Actually, this is really weird for me. Since I gave up video games for lent, I've realized how much time I wasted with them. Actually, no. That's not true. I've noticed how much time I sit in front of my computer waiting for the end of lent so I'll allow myself to play video games. I sit there trying to figure out what to do, and then end up doing nothing useful.
Now as lent comes to a close, I actually sort of fear the end of lent. Instead of feeling as though I'd be free to play video games. I feel as though I'd be entering into a form of imprisonment. I really just wonder if I can go back to normal life and not overdo video games after lent.
Of course, the first three weeks I didn't even play video games on Sunday though I could have. More recently though, in an attempt to make another sort of change in my life, I've tried to quit studying on Sunday and just enjoy God's day of rest. So, this last Sunday I probably played video games for about eight hours and watched at least three if not four movies. It seems contradictory to me too.

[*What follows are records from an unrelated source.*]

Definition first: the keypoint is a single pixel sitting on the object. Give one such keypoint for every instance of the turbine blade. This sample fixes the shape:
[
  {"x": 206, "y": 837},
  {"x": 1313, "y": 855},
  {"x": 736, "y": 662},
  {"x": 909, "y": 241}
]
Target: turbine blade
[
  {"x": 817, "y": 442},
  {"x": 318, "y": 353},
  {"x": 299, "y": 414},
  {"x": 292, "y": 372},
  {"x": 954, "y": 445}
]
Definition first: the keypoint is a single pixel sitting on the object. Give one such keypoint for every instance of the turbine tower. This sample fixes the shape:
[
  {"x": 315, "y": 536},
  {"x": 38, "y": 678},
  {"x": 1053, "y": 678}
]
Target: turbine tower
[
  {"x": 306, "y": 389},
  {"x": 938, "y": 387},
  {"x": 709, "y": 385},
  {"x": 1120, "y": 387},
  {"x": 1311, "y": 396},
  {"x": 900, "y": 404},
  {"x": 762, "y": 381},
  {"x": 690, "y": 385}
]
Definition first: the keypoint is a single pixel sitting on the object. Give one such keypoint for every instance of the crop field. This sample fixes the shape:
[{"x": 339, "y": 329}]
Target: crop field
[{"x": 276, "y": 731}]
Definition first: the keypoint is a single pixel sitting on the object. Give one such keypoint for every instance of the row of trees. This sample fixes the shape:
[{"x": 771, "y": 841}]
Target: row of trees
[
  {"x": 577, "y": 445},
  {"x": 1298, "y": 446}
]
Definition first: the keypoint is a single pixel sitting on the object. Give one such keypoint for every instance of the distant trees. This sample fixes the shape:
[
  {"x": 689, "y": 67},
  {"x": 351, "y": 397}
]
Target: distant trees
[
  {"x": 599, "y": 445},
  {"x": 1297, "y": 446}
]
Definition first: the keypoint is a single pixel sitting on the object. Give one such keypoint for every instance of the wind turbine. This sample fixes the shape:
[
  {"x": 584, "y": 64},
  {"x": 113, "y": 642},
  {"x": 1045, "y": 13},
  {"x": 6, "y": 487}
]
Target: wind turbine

And because of all this time freed by not doing video games, I wonder why I can't seem to focus this semester. Before it was never an issue. I'd study and study and study based on whatever I needed to do well on. Then I'd just go home and sleep or do my own thing. This semester though, I have senioritis, I guess. However, a large part of it is that I've realized a lot of things this semester and have become disillusioned. It's probably because I have to take a huge step out into the world in the near future and I'm over thinking things again.